'Querellator', the modest soccer coach who kicked Villar out

When the National Training Center for Coaches (Cenafe) opened its doors, it almost immediately came into conflict with the Royal Spanish Football Federation (RFEF).

'Querellator', the modest soccer coach who kicked Villar out

When the National Training Center for Coaches (Cenafe) opened its doors, it almost immediately came into conflict with the Royal Spanish Football Federation (RFEF). Miguel Ángel Galán, an electricity professor who requested a leave of absence to travel through the benches of several modest teams for more than two decades, dared to start an academy to train coaches outside the federative umbrella. "And at that moment I became an outlaw," he has said for years.

"I had two options: fold, like the rest, or fight." And that is what this entrepreneur has been doing ever since. The fact that the RFEF did not grant its students the UEFA license to train aroused his vindictive vein, which has led him to file endless complaints in the face of any federative slip, either in the time of Ángel María Villar or now, with Luis Rubiales in front.

"In the Federation they call me 'Querellator'", he confessed in an interview in 2019.

His greatest impact was reached when in 2014 he denounced Zidane for serving as Castilla's head coach without the required qualifications, which led to a three-month ban for the Frenchman. A complaint that he curiously repeated last year with Fernando Torres. However, although his denunciations sometimes obtained favorable results, Galán was seen as a character in search of his minute of glory. A perception that changed with the criminal complaint that he filed in 2017 against Villar for embezzlement of public funds, misappropriation and prevarication in the Haiti case and the Recreativo case. The accusation ended up costing his position, after almost 30 years, to the boss of Spanish football.

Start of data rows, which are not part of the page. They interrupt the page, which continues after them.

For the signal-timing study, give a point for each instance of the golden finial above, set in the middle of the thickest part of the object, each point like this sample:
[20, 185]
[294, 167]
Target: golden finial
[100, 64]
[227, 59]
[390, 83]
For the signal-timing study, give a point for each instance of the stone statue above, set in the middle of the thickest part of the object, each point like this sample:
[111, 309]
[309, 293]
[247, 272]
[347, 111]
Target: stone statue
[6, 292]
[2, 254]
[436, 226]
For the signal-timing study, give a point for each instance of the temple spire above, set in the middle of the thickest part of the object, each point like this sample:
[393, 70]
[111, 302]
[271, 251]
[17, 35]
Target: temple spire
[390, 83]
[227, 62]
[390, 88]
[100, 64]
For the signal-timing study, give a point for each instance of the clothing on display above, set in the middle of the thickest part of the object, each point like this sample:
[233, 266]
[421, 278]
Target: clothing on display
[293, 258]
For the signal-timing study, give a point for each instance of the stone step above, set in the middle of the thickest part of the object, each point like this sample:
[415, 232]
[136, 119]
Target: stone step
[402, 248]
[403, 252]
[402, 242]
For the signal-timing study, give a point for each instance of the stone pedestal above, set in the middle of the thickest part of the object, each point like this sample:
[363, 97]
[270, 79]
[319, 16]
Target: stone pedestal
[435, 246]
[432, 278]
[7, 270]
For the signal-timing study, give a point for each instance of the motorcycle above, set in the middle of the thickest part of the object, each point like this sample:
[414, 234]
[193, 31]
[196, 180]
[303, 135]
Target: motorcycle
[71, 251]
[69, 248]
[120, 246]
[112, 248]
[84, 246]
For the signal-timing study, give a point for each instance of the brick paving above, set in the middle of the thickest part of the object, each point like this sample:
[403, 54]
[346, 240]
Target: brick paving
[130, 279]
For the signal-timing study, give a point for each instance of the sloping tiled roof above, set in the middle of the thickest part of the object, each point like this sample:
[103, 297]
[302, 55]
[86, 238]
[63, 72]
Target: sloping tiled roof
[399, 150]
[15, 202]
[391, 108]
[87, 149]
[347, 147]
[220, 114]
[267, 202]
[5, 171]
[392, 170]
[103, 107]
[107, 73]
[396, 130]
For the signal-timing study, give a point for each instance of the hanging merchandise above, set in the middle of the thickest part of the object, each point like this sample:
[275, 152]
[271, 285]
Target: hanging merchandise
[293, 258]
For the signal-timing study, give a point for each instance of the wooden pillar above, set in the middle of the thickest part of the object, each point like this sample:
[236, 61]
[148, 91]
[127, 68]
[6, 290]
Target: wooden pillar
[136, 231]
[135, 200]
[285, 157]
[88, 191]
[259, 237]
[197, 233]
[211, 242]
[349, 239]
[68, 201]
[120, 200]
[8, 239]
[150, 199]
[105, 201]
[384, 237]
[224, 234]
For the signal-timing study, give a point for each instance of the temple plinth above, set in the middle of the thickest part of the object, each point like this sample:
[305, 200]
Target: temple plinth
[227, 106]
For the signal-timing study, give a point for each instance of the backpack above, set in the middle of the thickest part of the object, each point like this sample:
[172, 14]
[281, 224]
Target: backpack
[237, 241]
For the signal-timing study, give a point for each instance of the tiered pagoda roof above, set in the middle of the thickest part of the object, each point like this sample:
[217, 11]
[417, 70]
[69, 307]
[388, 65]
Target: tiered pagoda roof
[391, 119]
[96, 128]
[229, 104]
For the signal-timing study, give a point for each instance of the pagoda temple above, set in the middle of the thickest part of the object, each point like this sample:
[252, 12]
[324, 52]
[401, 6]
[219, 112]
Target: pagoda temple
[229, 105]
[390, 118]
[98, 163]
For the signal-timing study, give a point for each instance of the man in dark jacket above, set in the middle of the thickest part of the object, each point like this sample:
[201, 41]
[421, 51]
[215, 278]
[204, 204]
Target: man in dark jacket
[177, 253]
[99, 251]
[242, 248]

His victory did not stop his righteous momentum, which led him to challenge the 2020 RFEF elections, to denounce Irene Lozano, president of the Higher Sports Council, for alleged administrative prevarication in the electoral process, or Luis Rubiales when he was president of the AFE for the alleged use of funds from this body to renovate his house. And along the way he still had time to claim and fight the industrial property of the VAR and to flirt with a candidacy for the presidency of the Federation.